Built-in evaluation system for measuring and improving RAG quality.
QuantumRAG includes a comprehensive evaluation system that measures retrieval and generation quality across 6 metrics. It supports both synthetic QA generation and custom benchmark files.
from quantumrag import Engine
engine = Engine()
engine.ingest("./docs")
result = engine.evaluate()
print(result.summary)
for metric in result.metrics:
print(f" {metric.name}: {metric.score:.2f}")

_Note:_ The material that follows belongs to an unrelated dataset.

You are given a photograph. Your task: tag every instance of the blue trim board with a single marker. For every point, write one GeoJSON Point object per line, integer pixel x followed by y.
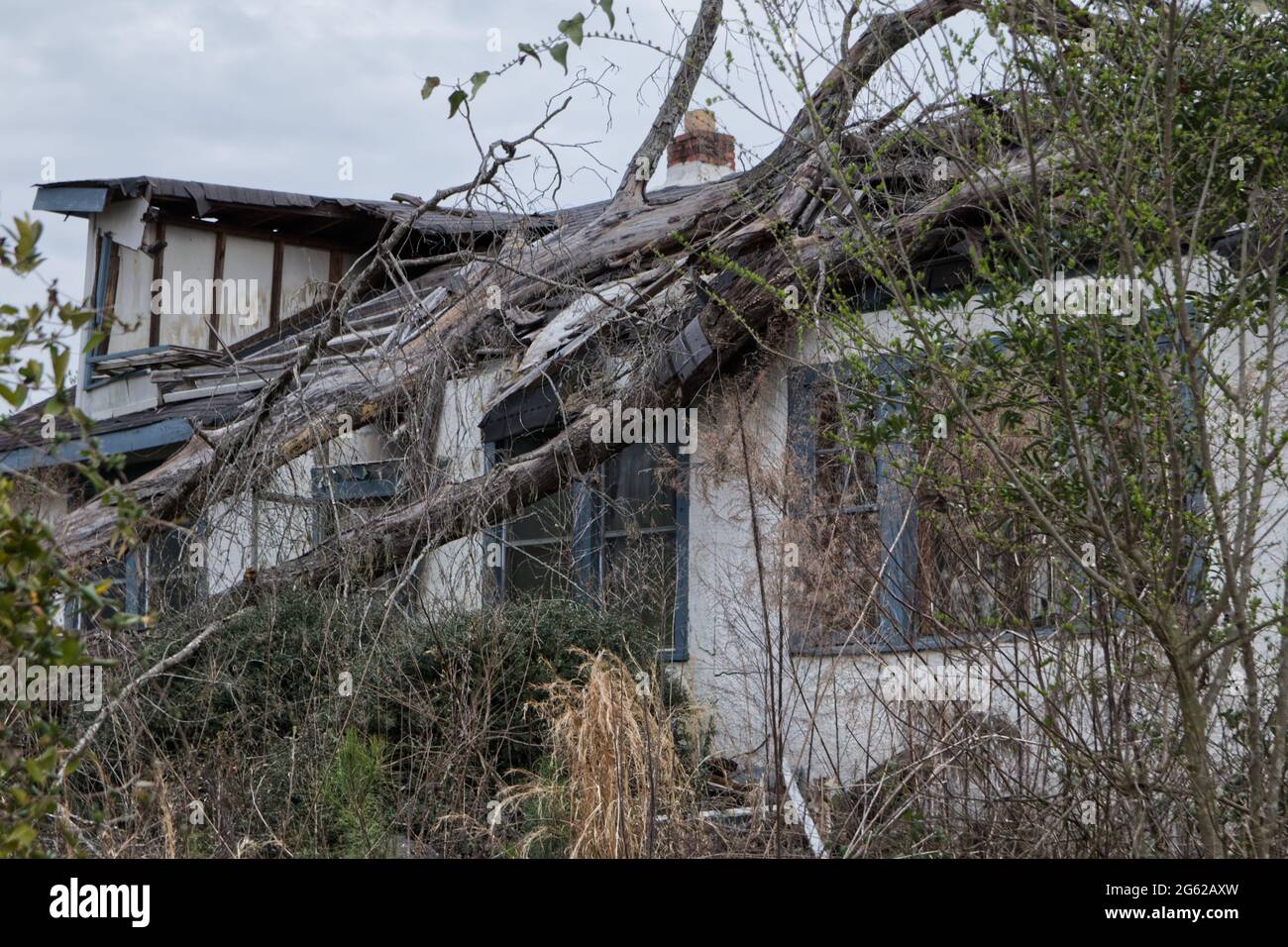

for suggestion in result.suggestions:
print(f" - {suggestion}")| Metric | Description | Range |
|---|---|---|
| retrieval_recall | Percentage of relevant chunks retrieved | 0.0 - 1.0 |
| faithfulness | Percentage of answer supported by retrieved sources | 0.0 - 1.0 |
| answer_relevancy | Percentage of answer that directly addresses the query | 0.0 - 1.0 |
| completeness | Percentage of query aspects covered in the answer | 0.0 - 1.0 |
| latency | Average query processing time | seconds |
| cost | Average cost per query | USD |
Retrieval Recall: Measures whether the retrieval pipeline finds the right chunks. High recall means relevant information isn't being missed.
Faithfulness: Measures hallucination risk. Every claim in the answer should be supported by a retrieved source. Low faithfulness indicates the model is generating unsupported claims.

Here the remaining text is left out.